Appendix : DAG Path Optimization in RelationalAI Syntax
For the graph below, which includes distances between Facilities, the code determines the shortest route from either source (S3 or S4) to the sink (D5). We use the concept Facility as a general term used to describe any physical location or entity involved in the flow of goods, materials, or information such as Suppliers, Warehouses, Manufacturing Pants or Distribution Centers.

# model and concepts
model = Model("SupplyChainNetwork")
Concept, Relationship = model.Concept, model.Relationship
Facility = Concept("Facility")
Connection = Concept("Connection")
# Define the combined relationship capturing connections between facilities and their distances
Connection.from_to = Relationship("{Connection} connects {Facility} to {Facility} dist {d:float}")

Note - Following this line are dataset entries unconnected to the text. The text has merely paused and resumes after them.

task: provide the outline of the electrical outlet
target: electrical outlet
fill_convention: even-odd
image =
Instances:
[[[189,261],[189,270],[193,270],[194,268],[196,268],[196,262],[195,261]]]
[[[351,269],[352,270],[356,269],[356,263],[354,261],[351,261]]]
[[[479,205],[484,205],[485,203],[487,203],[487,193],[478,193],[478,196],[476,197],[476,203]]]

# Define the network with 6 nodes and 9 connections
define(
# Sources (origin points)
s3 := Facility.new(name="S3"),
s4 := Facility.new(name="S4"),
# Intermediate Warehouses
wh6 := Facility.new(name="WH6"),
wh8 := Facility.new(name="WH8"),
# Final destination (sink)
d5 := Facility.new(name="D5"),
# Define each connection (edge) by name
c2 := Connection.new(name="S3_WH6"),
c3 := Connection.new(name="S3_WH8"),
c4 := Connection.new(name="S4_WH6"),
c5 := Connection.new(name="S4_WH8"),
c8 := Connection.new(name="WH6_D5"),
c9 := Connection.new(name="WH8_D5"),
# Define all connections using from_to with source, destination, and distance
Connection.from_to(c2, s3, wh6, 20.0),
Connection.from_to(c3, s3, wh8, 25.0),
Connection.from_to(c4, s4, wh6, 18.0),
Connection.from_to(c5, s4, wh8, 22.0),
Connection.from_to(c8, wh6, d5, 10.0),
Connection.from_to(c9, wh8, d5, 14.0),
)
# Identify sources and sink for routing
Sources = [s3, s4]
Sink = d5
intermediate_nodes = [wh6, wh8]
# Initialize the solver and declare a binary decision variable on connections
s = SolverModel(model)
Connection.x = Relationship("{Connection} is selected if {x}")
s.solve_for(Connection.x, type="bin")
# Compute out-degree (edges leaving a node) and in-degree (edges entering a node)

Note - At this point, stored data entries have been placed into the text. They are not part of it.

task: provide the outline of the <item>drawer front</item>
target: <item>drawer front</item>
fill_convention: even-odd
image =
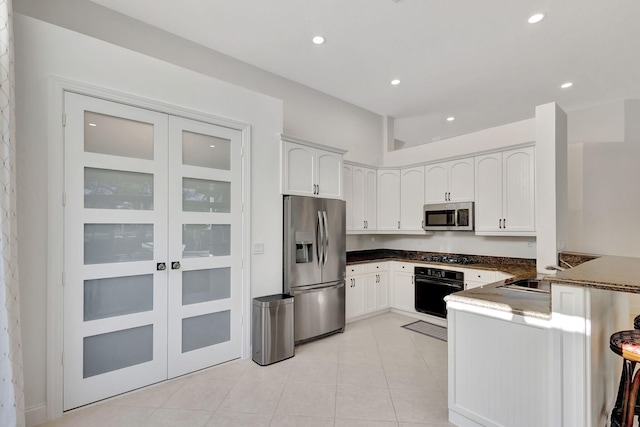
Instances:
[[[410,262],[394,262],[393,269],[395,271],[407,271],[413,274],[414,264]]]
[[[377,273],[379,271],[387,271],[389,269],[388,262],[376,262],[372,264],[365,264],[367,267],[367,273]]]
[[[465,269],[464,281],[493,283],[496,281],[496,272],[489,270]]]
[[[366,273],[367,269],[365,266],[366,264],[347,265],[347,277]]]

out_deg = per(Connection.from_to).sum(Connection.x).group_by(u)
in_deg = per(Connection.from_to).sum(Connection.x).group_by(v)
# Constraint 1: Each source must must not receive any flow
# it may or may not send flow
for source in Sources:
s.satisfy(require(in_deg == 0).where(v == source))
# Constraint 2: Sink must receive exactly one flow and not send any
s.satisfy(require(in_deg == 1).where(v == Sink))
s.satisfy(require(out_deg == 0).where(u == Sink))
# Constraint 3: For each intermediate node, flow in must equal flow out (i.e., conservation of flow)
intermediate_nodes = [wh5, wh6, wh8]
for node in intermediate_nodes:
s.satisfy(
require(
per(Connection.from_to).sum(Connection.x).where(u == node) ==
per(Connection.from_to).sum(Connection.x).where(v == node)
)
)
# Objective: minimize the total distance of all selected connections
s.minimize(sum(Connection.x * d for (conn, u, v, d) in Connection.from_to))
# Solve the model using HiGHS solver and a time limit
s.solve(Solver("highs"), time_limit_sec=10)
s.summarize_result()
# Print the selected connections that form the optimal path(s)
print("Selected path:")
selected_connections = []
for (conn_name, u_name, v_name, d) in select(Connection.name, u.name, v.name, d).from_(Connection.from_to).where(Connection.x >= 0.5):
selected_connections.append((u_name, v_name, d))
print(f"{u_name}->{v_name}: {d}")
Note 1: This does not always hold —product returns and similar reverse flows can introduce cycles into the network.
Note 2: The complete code can be found in the appendix.